Grote mensen zijn onbegrijpelijk. En ze maken het leven erg moeilijk. Dat is niet eerlijk. Weet je wat ook niet eerlijk is? Papa en mama gaan vanavond uit eten in een restaurant. Omdat ze vijf jaar getrouwd zijn. En ik? Ik moet thuisblijven. Bij de oppas. Ik ben er boos over.. Terwijl zij lekker zitten te eten, moet ik naar bed. En dat is voor mij, Aron Botros Visser, gewoon heel erg shit chips.

Monday, May 2, 2016

Twee keer Paasfeest

Toen opa en oma hier waren, vierden we Pasen. Dat was heel gezellig. Maar nu zijn ze weg en hebben we het nog een keer gevierd. Ik weet niet waarom we het twee keer vierden. Maar dat is niet erg.

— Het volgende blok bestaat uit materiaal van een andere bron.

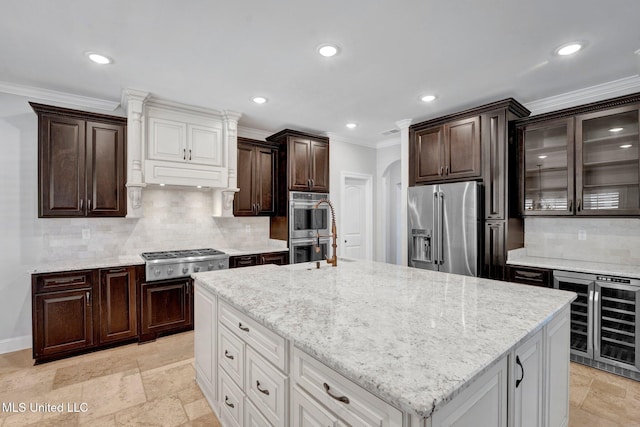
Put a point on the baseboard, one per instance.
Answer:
(15, 344)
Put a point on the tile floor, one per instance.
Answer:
(153, 385)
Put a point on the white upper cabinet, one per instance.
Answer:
(184, 147)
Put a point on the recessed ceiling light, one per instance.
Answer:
(569, 48)
(99, 59)
(328, 50)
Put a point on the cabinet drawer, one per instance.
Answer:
(62, 281)
(266, 387)
(347, 400)
(530, 276)
(231, 356)
(253, 417)
(231, 402)
(267, 343)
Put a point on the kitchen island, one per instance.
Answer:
(414, 347)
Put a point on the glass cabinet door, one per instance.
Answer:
(607, 162)
(547, 167)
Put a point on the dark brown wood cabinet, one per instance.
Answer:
(77, 311)
(278, 258)
(63, 313)
(257, 173)
(305, 158)
(117, 305)
(530, 275)
(81, 163)
(165, 307)
(582, 161)
(476, 144)
(450, 151)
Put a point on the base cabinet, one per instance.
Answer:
(165, 307)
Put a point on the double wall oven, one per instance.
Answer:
(309, 227)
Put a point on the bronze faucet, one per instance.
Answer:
(334, 234)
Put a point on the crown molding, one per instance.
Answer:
(55, 96)
(252, 133)
(595, 93)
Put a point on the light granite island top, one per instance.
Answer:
(413, 337)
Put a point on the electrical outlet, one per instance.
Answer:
(582, 234)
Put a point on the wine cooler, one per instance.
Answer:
(604, 321)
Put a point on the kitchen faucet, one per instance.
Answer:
(334, 234)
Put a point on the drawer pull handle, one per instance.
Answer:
(226, 402)
(261, 390)
(522, 368)
(343, 399)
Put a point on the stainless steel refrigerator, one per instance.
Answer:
(444, 227)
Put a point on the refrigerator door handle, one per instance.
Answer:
(441, 230)
(590, 317)
(436, 230)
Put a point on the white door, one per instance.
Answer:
(356, 216)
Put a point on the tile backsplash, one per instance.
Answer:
(609, 240)
(174, 219)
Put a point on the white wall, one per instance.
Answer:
(174, 219)
(387, 175)
(609, 240)
(345, 156)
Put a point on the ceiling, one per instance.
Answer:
(221, 54)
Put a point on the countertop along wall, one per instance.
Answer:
(175, 218)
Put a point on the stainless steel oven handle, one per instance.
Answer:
(596, 322)
(590, 318)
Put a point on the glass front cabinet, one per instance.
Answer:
(581, 164)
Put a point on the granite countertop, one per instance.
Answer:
(413, 337)
(520, 257)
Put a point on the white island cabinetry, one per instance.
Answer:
(371, 344)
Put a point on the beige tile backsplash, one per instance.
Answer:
(610, 240)
(174, 219)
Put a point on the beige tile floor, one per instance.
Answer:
(153, 385)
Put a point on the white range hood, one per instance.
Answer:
(176, 144)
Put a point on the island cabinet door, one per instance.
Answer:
(483, 403)
(527, 382)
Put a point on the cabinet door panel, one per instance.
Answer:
(265, 180)
(299, 167)
(244, 200)
(166, 306)
(608, 162)
(319, 166)
(106, 193)
(62, 166)
(495, 167)
(117, 305)
(205, 146)
(462, 150)
(167, 140)
(428, 155)
(63, 322)
(494, 251)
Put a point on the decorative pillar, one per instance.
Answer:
(133, 103)
(403, 125)
(223, 197)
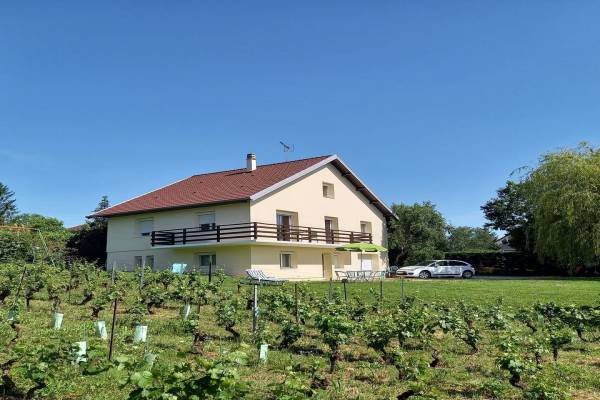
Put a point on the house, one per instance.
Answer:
(286, 219)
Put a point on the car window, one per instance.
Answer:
(459, 263)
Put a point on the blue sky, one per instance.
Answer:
(425, 100)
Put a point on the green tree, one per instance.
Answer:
(47, 229)
(563, 191)
(8, 207)
(90, 241)
(511, 211)
(418, 234)
(466, 238)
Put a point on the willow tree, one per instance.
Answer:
(564, 191)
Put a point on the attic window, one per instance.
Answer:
(328, 191)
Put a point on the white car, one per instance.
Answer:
(438, 268)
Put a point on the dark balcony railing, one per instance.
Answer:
(256, 230)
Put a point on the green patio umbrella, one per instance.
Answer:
(361, 247)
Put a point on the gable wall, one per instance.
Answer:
(305, 197)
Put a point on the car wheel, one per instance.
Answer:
(424, 274)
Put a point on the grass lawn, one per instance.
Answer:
(361, 375)
(515, 292)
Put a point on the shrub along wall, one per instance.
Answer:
(499, 263)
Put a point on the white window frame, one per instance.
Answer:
(368, 227)
(138, 227)
(213, 256)
(335, 261)
(281, 257)
(147, 258)
(214, 218)
(330, 190)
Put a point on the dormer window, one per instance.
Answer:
(145, 226)
(328, 191)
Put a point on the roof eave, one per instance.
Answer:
(151, 210)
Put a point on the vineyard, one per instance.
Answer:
(78, 332)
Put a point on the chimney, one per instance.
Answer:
(250, 162)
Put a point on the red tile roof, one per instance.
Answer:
(216, 187)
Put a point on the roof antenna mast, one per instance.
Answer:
(287, 149)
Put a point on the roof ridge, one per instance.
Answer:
(259, 166)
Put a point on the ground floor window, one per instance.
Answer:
(208, 259)
(285, 260)
(335, 261)
(178, 268)
(150, 262)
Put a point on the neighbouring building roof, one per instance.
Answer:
(504, 244)
(233, 186)
(75, 228)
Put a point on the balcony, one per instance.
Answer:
(256, 231)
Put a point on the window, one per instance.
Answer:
(150, 262)
(206, 221)
(328, 190)
(285, 260)
(365, 227)
(335, 261)
(178, 268)
(208, 259)
(145, 227)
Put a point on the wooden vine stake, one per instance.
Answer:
(296, 303)
(112, 330)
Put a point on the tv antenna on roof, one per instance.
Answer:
(287, 148)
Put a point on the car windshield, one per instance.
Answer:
(424, 263)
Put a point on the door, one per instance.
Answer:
(328, 230)
(327, 265)
(284, 223)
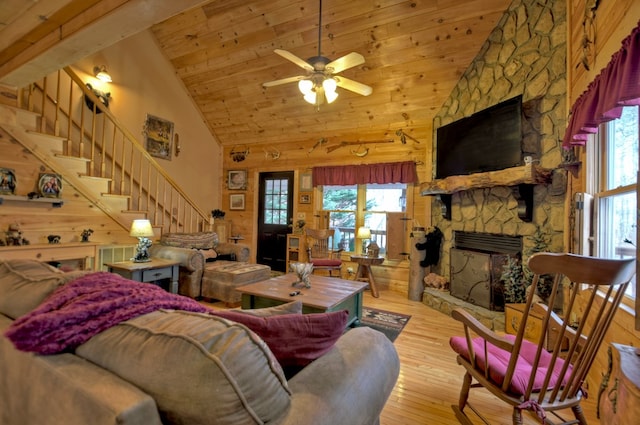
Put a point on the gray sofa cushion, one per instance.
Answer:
(199, 369)
(24, 284)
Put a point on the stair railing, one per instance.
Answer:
(68, 108)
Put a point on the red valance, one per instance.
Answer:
(392, 172)
(616, 86)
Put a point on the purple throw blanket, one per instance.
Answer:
(86, 306)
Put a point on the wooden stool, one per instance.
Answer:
(364, 273)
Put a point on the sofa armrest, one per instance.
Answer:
(190, 259)
(191, 267)
(239, 250)
(348, 385)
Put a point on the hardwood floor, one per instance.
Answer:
(430, 378)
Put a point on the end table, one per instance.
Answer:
(149, 272)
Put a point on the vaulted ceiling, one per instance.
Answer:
(223, 50)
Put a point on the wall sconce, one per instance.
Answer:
(239, 155)
(364, 233)
(142, 230)
(101, 74)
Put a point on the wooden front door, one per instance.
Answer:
(275, 210)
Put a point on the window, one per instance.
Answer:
(275, 201)
(350, 207)
(615, 171)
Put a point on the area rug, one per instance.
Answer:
(387, 322)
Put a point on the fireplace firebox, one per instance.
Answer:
(476, 266)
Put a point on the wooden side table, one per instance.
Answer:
(150, 272)
(364, 273)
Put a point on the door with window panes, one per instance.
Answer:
(275, 208)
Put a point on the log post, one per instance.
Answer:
(416, 271)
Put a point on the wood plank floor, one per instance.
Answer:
(430, 378)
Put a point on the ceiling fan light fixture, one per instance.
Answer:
(310, 97)
(305, 86)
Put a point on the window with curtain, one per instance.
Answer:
(352, 206)
(612, 170)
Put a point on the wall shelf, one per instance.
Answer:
(520, 179)
(55, 202)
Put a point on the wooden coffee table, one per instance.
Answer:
(326, 294)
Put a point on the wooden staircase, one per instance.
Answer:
(96, 155)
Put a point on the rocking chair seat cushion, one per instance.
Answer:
(326, 262)
(499, 362)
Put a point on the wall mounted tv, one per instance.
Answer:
(488, 140)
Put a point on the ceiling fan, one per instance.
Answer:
(321, 81)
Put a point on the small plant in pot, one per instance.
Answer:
(517, 277)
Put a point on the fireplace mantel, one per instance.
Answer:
(526, 174)
(520, 179)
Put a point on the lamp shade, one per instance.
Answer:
(141, 229)
(363, 233)
(102, 74)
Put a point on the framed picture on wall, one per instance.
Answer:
(236, 201)
(158, 134)
(7, 181)
(50, 185)
(237, 180)
(305, 198)
(306, 182)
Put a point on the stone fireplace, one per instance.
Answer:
(476, 266)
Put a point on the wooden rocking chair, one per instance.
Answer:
(524, 374)
(320, 251)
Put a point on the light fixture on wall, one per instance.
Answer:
(101, 74)
(142, 230)
(364, 233)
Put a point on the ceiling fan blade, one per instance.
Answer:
(293, 58)
(353, 86)
(345, 62)
(283, 81)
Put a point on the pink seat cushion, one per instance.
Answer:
(499, 361)
(326, 263)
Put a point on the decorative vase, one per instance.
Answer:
(303, 272)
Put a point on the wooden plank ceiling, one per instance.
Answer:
(415, 52)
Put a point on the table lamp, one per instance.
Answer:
(142, 230)
(364, 233)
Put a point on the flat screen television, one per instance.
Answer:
(488, 140)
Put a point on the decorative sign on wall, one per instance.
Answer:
(158, 134)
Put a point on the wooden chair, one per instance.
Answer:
(320, 251)
(524, 374)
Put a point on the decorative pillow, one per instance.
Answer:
(293, 307)
(198, 240)
(197, 367)
(24, 284)
(295, 339)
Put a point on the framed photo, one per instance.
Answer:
(237, 180)
(50, 185)
(7, 181)
(236, 201)
(158, 134)
(305, 198)
(306, 182)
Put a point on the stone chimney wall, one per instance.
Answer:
(524, 55)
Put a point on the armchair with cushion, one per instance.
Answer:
(320, 251)
(193, 250)
(523, 373)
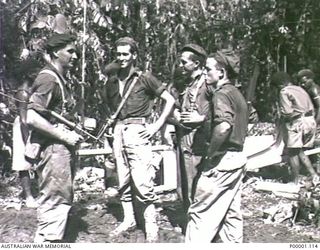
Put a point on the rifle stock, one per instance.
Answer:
(73, 125)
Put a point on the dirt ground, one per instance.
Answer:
(94, 215)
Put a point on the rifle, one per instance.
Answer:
(73, 125)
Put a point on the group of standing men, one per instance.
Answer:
(211, 122)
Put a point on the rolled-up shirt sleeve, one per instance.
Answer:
(42, 95)
(286, 108)
(223, 111)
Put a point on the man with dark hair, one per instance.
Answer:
(192, 115)
(132, 134)
(217, 199)
(306, 80)
(297, 113)
(51, 144)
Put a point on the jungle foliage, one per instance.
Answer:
(269, 35)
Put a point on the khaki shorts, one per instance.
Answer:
(300, 133)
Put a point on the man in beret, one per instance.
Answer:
(132, 134)
(297, 114)
(306, 80)
(191, 113)
(216, 205)
(51, 144)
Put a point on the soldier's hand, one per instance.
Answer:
(72, 138)
(191, 117)
(149, 131)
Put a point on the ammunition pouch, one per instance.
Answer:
(32, 149)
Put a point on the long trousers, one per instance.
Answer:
(216, 207)
(133, 156)
(55, 191)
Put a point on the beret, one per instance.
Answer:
(59, 41)
(306, 72)
(230, 59)
(196, 49)
(127, 41)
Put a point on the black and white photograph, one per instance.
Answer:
(159, 121)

Zondagmorgen maakte papa mij heel vroeg wakker. Meestal is dat andersom. Maar deze morgen lag ik nog te slapen. Hij zei dat we weg gingen met de auto. Ik schrok ervan dat hij zo vroeg kwam. Maar ik ben er toch maar uit gegaan.

Eerst gingen we nog iemand anders ophalen. En toen gingen we een eind rijden. Onderweg dronken de grote mensen koffie. Ik kreeg een pakje melk. Buiten was het donker. En de weg was leeg. Na een tijdje werd het een beetje licht. Toen reden we een berg op en daar stapten we uit. Het donker was toen al bijna helemaal weg.

We waren op de berg Nebo. Dat is een heel belangrijke berg. Bovenop staat een kerkje. Daar gingen we in. Er waren veel mensen. We gingen zingen en bidden. Eigenlijk duurde het best wel lang. Ik zei steeds dat ik buiten wilde spelen. Maar het was zo druk dat ik er niet uit kon.

Kerkdiensten duren vreselijk lang. Aan het eind was ik heel blij dat ik naar buiten mocht. De zon scheen al een beetje. We gingen eerst eten met alle andere mensen. Je kon kiezen uit wel duizend dingen. Ik heb een ei gegeten. Want het was Pasen. Maar hij was niet van chocola. Papa wilde ook dat ik een stukje cake zou eten, want die had hij zelf gebakken. Maar ik vond hem niet zo lekker. Daar kan ik ook niets aan doen. Ik heb hem aan papa teruggegeven.

Toen gingen we nog even kijken op de rand van de berg. Daar staat een kruis met een slang eromheen. Maar hij is niet echt. Hij is gemaakt van ijzer. Vanaf de rand van de berg kun je heel ver kijken. Eerst is er de Dode Zee. Daarachter ligt een ander land. Dat heet Israel. Als je goed kijkt, kun je het zien liggen. Maar het is wel moeilijk want er is veel zand in de lucht.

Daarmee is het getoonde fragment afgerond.